Ed, nice blog. I agree with you that the USPS should have been better prepared for the email/paperless society. Having said that, there are a host of profit making industries (newspapers, music) and businesses (Blockbuster) that didn’t adequately foresee and prepare for the impact of the internet.

In the UK the Royal Mail is experiencing many of the same criticisms as the USPS, but when it comes to the budget issue I would repeat a very interesting comment I once heard: “Royal Mail doesn’t lose millions of pounds every year; it costs millions of pounds to run a postal service.”

I disagree that the USPS should be left to die a normal institutional death. While I think that a $15bn debt is way too much, I believe that a national postal service that is affordable to all is a lynchpin of society and should not be left entirely to the mercy of market forces, in the same way of education, law enforcement, national defense and, as with every industrialized country in the world except America, healthcare.

Ed Moed

Thanks for your thoughts Carl. I don’t disagree with you. But, have two points of rebuttal:

1)Blockbuster just went bankrupt. So have many, many newspapers. Blockbuster was way too slow in seeing how cable and the Internet were changing the content landscape With newspapers, it almost wasn’t fair how quickly the Internet killed their models. Still, the strong survive and natural forces should kill off those who can’t change.
2)Maybe we have to bail out government owned entities like USPS because the public needs it. But, that doesn’t excuse it from losing money due to poor leadership and zero innovation. I think instead we need to put people in charge who can change the way things are done there so that this doesn’t happen every few years.

Carl

New leadership is exactly what the Royal Mail is putting in place. They are really shaking things up and it is leading to a lot of issues with the unions.

I will say that as a customer, the experience delivered by the USPS is superior to that of Royal Mail and the Post Office.

Steve

I concur with both thoughts expressed in the comments: the postal service is a public good or necessity that is worth subsidizing; but that said, it makes sense to run it as efficiently as possible to reduce the cost to the taxpayer.

I'm not sure that the problem with USPS management is necessarily that they came up through governmental ranks; after all, how many giant allegedly "for profit" companies have been horribly run by their private sector managers and only survived due to massive government bailouts? Car companies and many of our largest banks spring immediately to mind.

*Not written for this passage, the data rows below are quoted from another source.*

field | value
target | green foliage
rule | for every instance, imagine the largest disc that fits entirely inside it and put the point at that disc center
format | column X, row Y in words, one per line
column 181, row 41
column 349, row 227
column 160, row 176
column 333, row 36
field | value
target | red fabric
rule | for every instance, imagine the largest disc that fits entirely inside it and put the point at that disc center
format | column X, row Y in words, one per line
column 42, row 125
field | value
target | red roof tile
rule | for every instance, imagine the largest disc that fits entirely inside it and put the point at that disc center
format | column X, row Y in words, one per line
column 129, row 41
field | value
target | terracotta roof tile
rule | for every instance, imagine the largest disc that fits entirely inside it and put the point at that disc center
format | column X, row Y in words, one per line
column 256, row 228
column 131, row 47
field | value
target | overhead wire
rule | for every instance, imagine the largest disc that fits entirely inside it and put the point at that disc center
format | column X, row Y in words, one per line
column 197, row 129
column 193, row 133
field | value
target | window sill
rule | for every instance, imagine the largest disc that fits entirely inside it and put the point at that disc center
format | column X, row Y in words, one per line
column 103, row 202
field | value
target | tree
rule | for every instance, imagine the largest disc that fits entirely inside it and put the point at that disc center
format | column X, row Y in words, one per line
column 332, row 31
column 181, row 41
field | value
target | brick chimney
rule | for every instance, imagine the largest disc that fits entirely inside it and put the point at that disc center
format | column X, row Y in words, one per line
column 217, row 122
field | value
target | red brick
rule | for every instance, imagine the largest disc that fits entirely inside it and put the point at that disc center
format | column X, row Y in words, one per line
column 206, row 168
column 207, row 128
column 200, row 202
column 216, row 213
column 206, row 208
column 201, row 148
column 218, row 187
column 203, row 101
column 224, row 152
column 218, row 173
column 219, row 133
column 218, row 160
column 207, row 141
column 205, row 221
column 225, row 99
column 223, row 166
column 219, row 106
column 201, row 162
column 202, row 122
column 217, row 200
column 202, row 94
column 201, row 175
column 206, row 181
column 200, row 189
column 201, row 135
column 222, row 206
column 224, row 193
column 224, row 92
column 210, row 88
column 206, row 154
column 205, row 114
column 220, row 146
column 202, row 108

The problem is a more basic lack of accountability--when, unlike an entrepreneur with his or her own "skin in the game," the management of a giant organization is exempt from personally experiencing the company's losses, you'll have bad, negligent, or reckless management. The USPS and most other large organizations, public or private, need to structure in such a way that when the company loses money, the management loses money (as opposed to maybe merely getting less of a bonus)--the only way to force people to be careful with money is make them put their own money in the pot.